Column-oriented VS Row-oriented databases
A database management system (DBMS) is a system that stores data tables. Those tables are composed of rows and columns. A table can be stored in a column-oriented type or row-oriented. Depending on the type of applications and workloads you better choose one or the other. However, the usage is the same in both orientation and SQL queries do not differ.
|Column 1||Column 2||Column 3|
The row orientation is the standard one, where you work with the data “one” row/record at a time. When you read the row you retrieve all the columns of this one. This is perfectly suited for applications where you want to write (INSERT or UPDATE) or as mentionned, retrieve one row at a time.
To illustrate this point, let’s say you have a table describing employees of a company. This table contains the name of the employees and several columns describing their projects and their successes. When a manager wants to check the status of an employee in this table it will only read one row, the one concerning this employee. The manager doesn’t need to get the informations about the other employees and would be interested in getting all the information (columns) about this particular employee. The same applies if the manager wants to add a project in the employee’s row.
In this situation a row oriented database would be beneficial to have better performance. This type of workload can be defined as a transaction and more precisely as an OLTP system. OLTP standing for Online Transactional Processing is focused on transaction oriented tasks involving INSERT, UPDATE, DELETE with small amounts of data.
|Row 1||John Doe||3||…||NO|
|Row 2||Julia Smith||5||…||YES|
|Row 3||Max Berti||6||…||YES|
Column oriented or columnar databases are getting increasingly popular with the rise of analytics and big data. In fact, it reduces drastically the I/O requirements for analytical applications and increase the speed by only retrieving the wanted columns.
Let’s say you have a huge table containing terabytes of data describing a large amount of products. If you want to get the average price of all of the products, retrieving all the columns of all the rows instead of retrieving only the price column doesn’t seem like a good idea. A column-oriented database would only provide the price column with optimized access really fast. This type of database performs incredibly well for OLAP (Online Analytical Processing) usecases.

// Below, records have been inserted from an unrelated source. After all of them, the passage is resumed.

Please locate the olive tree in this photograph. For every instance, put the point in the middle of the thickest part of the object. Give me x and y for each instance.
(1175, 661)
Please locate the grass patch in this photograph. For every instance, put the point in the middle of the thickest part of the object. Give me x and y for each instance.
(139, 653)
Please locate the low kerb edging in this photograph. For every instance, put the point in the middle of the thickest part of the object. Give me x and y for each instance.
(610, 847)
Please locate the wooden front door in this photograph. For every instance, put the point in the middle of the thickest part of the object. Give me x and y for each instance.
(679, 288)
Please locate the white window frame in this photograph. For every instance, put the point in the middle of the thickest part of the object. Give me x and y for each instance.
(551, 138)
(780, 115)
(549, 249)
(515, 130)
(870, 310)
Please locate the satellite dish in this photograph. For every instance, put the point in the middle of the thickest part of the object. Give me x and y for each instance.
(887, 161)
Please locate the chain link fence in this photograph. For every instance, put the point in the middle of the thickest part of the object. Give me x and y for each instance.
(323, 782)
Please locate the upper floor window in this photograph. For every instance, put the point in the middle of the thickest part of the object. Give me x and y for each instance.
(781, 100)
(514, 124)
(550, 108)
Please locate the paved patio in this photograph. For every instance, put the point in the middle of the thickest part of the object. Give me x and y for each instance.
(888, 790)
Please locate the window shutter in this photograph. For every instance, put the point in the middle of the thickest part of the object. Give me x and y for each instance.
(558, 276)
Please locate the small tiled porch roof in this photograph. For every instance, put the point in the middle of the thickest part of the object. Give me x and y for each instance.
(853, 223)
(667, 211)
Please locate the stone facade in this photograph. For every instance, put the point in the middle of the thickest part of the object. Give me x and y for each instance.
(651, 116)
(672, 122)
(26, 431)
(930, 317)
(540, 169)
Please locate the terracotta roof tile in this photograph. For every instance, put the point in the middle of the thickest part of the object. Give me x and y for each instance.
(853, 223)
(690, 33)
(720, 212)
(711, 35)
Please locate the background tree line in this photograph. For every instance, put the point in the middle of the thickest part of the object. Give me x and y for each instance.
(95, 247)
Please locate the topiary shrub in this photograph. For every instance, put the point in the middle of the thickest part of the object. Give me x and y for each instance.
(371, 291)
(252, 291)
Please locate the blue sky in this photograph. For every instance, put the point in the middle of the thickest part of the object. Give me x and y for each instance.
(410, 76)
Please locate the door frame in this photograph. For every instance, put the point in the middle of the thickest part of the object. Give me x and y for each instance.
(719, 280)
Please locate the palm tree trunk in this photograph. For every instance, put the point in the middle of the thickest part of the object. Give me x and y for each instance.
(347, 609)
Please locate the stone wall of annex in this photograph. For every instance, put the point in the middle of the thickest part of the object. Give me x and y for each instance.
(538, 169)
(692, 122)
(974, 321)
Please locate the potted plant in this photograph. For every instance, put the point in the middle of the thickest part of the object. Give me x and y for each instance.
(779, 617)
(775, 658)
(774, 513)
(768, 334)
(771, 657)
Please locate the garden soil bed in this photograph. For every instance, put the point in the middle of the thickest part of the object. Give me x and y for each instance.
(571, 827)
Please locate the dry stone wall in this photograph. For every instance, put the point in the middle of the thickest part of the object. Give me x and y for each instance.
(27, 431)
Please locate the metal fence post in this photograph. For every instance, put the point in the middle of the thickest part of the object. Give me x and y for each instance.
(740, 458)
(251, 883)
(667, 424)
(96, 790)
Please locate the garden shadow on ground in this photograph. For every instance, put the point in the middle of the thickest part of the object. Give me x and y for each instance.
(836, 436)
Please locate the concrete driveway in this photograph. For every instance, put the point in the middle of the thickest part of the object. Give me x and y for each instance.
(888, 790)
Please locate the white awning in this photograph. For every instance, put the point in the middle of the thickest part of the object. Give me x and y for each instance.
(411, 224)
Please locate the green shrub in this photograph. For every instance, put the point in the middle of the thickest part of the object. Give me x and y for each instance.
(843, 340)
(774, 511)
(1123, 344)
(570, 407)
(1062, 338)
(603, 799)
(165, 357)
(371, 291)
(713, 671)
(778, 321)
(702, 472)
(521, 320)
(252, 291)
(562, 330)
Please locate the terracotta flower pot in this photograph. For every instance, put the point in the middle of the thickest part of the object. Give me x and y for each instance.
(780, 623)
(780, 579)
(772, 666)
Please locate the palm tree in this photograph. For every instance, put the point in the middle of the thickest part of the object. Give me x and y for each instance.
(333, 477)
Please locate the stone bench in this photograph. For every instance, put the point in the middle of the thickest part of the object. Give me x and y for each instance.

Moreover, as the data is stored by columns the cardinality (i.e the range of different possible values) of the column is easily computed. This allows the database to use this information to compress a complete column much more efficiently than a row-oriented one. You need much less storage space in a column store than a row store database because of this compression.
The recent applications are more and more about training datasets for machine learning, analytics studies, visualization and so on. Most of the time, you do not need all the columns of a table for this kind of usecases, but you select only some of them instead. You usally read the name Data Warehouse for this kind of database, which is defined by the column-oriented characteristics.
Which one to choose ?
The choice is important and can affect the performance of your overall applications with your database.
If you are interested in inserting, updating, deleting and retrieving single record then a row-oriented database would be more efficient. Let’s assume a bank has a database describing its users. When a user wants to know his current money balance, it will create a data access to retrieve the row containing this information. When he withdraws money, this row is updated. In this situation it is important to be performant in single row access, to provide information to the users really fast.
On the other hand, if you are interested in analytics to compute statistics and operations using multiple data records then a column-oriented database is much more performant. Indeed, if your queries are about aggregating single column (e.g. sum all the values) or retrieving a few columns among the complete table, a columnar database is perfectly suited. Additionally, the compression is more important here and the tables are efficiently stored.
Can we combine both column-oriented and row-oriented databases characteristics ?
It is possible but as always the performance is about tradeoff. A system fully dedicated to one of the orientation will be more efficient than one mixing both, depending on the usecases types.